Na abertura da 20ª Cientec, feira que vai até à sexta, parei no estacionamento da Escola de Música, ainda vazio. Encontrei um velho amigo na entrada (também chamado Pedro). Enquanto conversava com o meu amigo Pedro, o outro Pedro passou, com passadas mansas, em direção ao auditório. Me perdi do primeiro Pedro e segui o segundo com os olhos. Consegui soltar um “olá”. Ele me respondeu com “olá, bom dia”.

Me despedi mal do primeiro Pedro (e agora percebo como fui descortês com um amigo que não via há tanto tempo), mas foi involuntário. Segui seu homônimo na ânsia de finalmente promover aquele encontro entre criador e criatura que já aguardava 10 anos. No meu andar atordoado, não notei que o auditório que Pedro adentrara ainda estava fechado para o público. Fui avisado na porta.

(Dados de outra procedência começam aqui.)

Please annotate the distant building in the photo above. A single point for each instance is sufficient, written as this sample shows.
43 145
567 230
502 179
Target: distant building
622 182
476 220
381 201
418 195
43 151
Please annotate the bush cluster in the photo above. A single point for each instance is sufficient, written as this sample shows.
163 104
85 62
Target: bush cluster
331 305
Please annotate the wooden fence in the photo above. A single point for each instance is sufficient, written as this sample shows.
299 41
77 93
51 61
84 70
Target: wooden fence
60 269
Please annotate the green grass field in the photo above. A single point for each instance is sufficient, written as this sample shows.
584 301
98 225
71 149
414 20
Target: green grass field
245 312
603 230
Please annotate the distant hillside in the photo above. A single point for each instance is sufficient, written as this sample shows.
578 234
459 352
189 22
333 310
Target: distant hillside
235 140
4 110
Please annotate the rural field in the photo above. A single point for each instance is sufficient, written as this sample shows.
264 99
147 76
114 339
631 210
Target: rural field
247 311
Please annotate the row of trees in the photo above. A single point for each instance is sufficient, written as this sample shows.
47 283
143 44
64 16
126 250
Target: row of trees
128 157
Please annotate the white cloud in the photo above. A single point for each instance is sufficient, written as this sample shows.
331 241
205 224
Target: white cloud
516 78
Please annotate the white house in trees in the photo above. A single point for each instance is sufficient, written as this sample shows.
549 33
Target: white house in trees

Não deu tempo de maquinar se a chance teria passado. Quase de imediato ele saiu. Foi minha chance.

– Com licença, Pedro.
– Oi, bom dia. Vi que você trouxe um livro aí. É pra assinar?
– Sim, sim.
– Então vamos até ali.

10728757_781739758560502_1344803737_nNaquela breve conversa me apresentei (ele deve ter achado meu nome engraçado, porque falou Renato algumas vezes), e falei de minha priminha Juliana (a leitora mais voraz de minha família atualmente, que há pouco se apaixonou em sua estreia com ele).

Quando a caneta permanente escreveu o Pedro dentro da Bandeira, a obra que era autor, virou o fã, que foi marcado permanentemente pelo autor em sua primeira página (aquela das honrarias).

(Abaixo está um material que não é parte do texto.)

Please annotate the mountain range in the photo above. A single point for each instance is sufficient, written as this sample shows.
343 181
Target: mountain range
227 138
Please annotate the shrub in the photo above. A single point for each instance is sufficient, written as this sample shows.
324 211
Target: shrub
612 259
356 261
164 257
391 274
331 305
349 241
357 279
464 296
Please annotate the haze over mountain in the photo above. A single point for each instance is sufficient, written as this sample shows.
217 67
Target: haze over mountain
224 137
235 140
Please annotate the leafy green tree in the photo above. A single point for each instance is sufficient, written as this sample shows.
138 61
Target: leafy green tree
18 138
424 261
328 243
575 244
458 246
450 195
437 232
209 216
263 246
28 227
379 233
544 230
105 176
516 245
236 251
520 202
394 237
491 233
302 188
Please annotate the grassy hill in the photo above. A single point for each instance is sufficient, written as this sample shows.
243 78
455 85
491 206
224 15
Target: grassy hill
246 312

Bati uma foto e me preparei para a palestra. Perdi o começo, é verdade. Um infeliz contratempo com uma flor-de-liz me fez perder o começo da palestra, mas graças à pontualidade latina, foi possível voltar a tempo de ouvi-lo falar (e graças ao jeitinho brasileiro foi possível entrar no auditório).

O encontro terminou como deveria: acima das expectativas. O que poderia ter sido um show de vaidades (conjugado sempre na primeira pessoa do singular), tornou-se um espetáculo democrático, de opiniões na primeira pessoa do plural. Democracia, leitura, formação da América, educação, literatura…

E o fã volveu à casa, com um livro alguns nano-gramas mais pesados, um bloquinho e uma caneta. E minhocas mil na cabeça.